There was a bitter wind blowing through the streets of South Shields and I always feel nervous when seagulls swoop low overhead, but I wandered down to the river to take a look at the area round the gallery. Apart from a man who always seems to hang about there with several layers of ragged clothes and two shopping bags, it was pretty much deserted. I took a couple of photographs of the row of pubs and Seamen's Mission buildings, but the sun had gone and my fingers were getting too numb to operate the camera effectively.
Back into town for a look around. It's years since I've taken a close look at Shields. My family used to come here for the beach when I was a kid, but that was more years ago than I care to remember.
It's a curious place, with a really long main street crossed by the Metro line on a bridge overhead. As the sun went down, I began to take photographs as aides-memoires for future research trips. I think there could be potential in this street and some of the others round about, if I can catch them on a good, sunny day.
What I don't want to end up with is a set of paintings which are only of interest to Sandancers (the dialect and people of South Shields). They'll have to be interesting, first and foremost, as paintings, not as topographical records. I think I can do that.

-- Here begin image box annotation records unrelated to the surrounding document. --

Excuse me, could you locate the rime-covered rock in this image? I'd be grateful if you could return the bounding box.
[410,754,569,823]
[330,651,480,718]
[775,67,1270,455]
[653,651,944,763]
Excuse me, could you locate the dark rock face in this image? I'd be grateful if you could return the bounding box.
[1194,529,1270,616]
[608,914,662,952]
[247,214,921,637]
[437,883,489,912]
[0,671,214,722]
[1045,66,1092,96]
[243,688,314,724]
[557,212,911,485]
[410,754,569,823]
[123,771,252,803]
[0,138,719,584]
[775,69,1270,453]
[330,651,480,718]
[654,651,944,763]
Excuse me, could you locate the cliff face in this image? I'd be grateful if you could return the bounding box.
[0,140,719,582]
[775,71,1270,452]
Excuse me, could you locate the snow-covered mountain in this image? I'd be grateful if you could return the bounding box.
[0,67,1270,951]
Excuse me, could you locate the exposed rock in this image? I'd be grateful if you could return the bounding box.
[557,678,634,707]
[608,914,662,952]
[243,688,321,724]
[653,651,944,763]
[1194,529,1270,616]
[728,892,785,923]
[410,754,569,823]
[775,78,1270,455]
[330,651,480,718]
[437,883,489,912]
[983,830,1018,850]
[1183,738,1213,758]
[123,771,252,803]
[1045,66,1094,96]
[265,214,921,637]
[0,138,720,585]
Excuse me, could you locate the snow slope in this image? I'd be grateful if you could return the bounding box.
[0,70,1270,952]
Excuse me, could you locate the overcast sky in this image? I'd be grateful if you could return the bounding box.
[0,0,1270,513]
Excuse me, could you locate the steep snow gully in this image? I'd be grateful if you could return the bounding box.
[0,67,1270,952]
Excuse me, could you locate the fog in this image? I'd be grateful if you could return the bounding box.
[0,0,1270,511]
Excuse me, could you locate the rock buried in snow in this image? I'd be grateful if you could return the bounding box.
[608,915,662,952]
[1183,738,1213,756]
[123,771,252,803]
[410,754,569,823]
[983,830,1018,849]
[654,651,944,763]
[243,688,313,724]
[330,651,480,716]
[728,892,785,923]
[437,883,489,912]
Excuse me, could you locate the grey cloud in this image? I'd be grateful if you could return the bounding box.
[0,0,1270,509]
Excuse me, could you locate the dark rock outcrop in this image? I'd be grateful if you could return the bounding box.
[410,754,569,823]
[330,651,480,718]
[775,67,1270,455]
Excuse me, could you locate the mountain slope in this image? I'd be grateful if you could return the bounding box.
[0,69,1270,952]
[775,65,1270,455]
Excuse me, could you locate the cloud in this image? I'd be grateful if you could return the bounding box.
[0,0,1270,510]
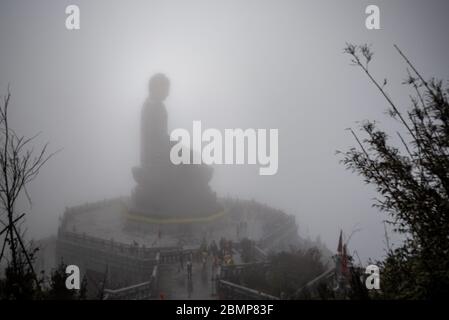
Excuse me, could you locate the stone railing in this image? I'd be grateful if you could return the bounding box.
[218,280,279,300]
[257,219,298,249]
[103,253,160,300]
[58,230,159,260]
[219,261,270,282]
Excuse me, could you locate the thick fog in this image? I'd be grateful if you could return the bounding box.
[0,0,449,260]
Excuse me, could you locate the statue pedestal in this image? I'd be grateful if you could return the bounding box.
[130,164,222,219]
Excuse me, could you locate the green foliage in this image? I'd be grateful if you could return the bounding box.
[342,44,449,299]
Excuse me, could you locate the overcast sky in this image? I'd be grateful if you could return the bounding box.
[0,0,449,260]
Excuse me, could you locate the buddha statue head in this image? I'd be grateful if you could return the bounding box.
[148,73,170,102]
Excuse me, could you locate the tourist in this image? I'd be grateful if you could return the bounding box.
[187,258,192,280]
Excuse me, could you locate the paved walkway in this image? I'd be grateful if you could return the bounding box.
[159,262,216,300]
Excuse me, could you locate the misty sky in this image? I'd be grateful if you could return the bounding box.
[0,0,449,260]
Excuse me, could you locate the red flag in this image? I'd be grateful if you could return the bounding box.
[337,230,343,255]
[341,244,349,276]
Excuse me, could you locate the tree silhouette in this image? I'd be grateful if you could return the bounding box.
[341,44,449,299]
[0,88,54,299]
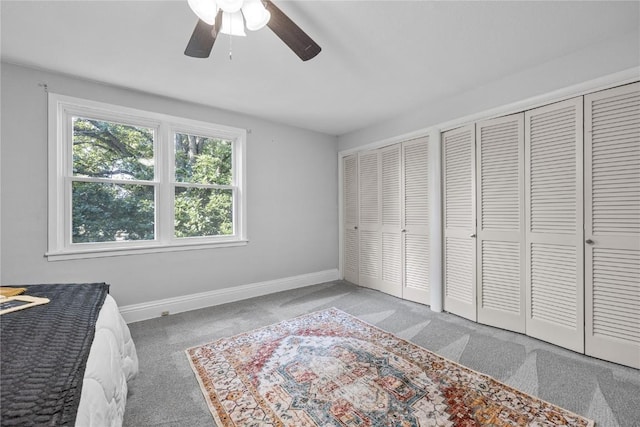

Coming back on the Metro, I found myself in a Concert Party. There was an old fella with a harmonica who'd evidently spent the afternoon slaking a not-inconsiderable thirst, and a couple of his greybeard mates who insisted he strike up the band while they sang along. I was treated to Pack up your troubles (how come they don't even know the second line?), The Rose of Tralee, Lily of Laguna, and a particularly cheesy version of Blue Spanish Eyes. And Many More Old Favourites. And on quite a few of them, the man with the harp got most of the tune right.
Ee, Club Men. Salt of the Earth. So they always tell me.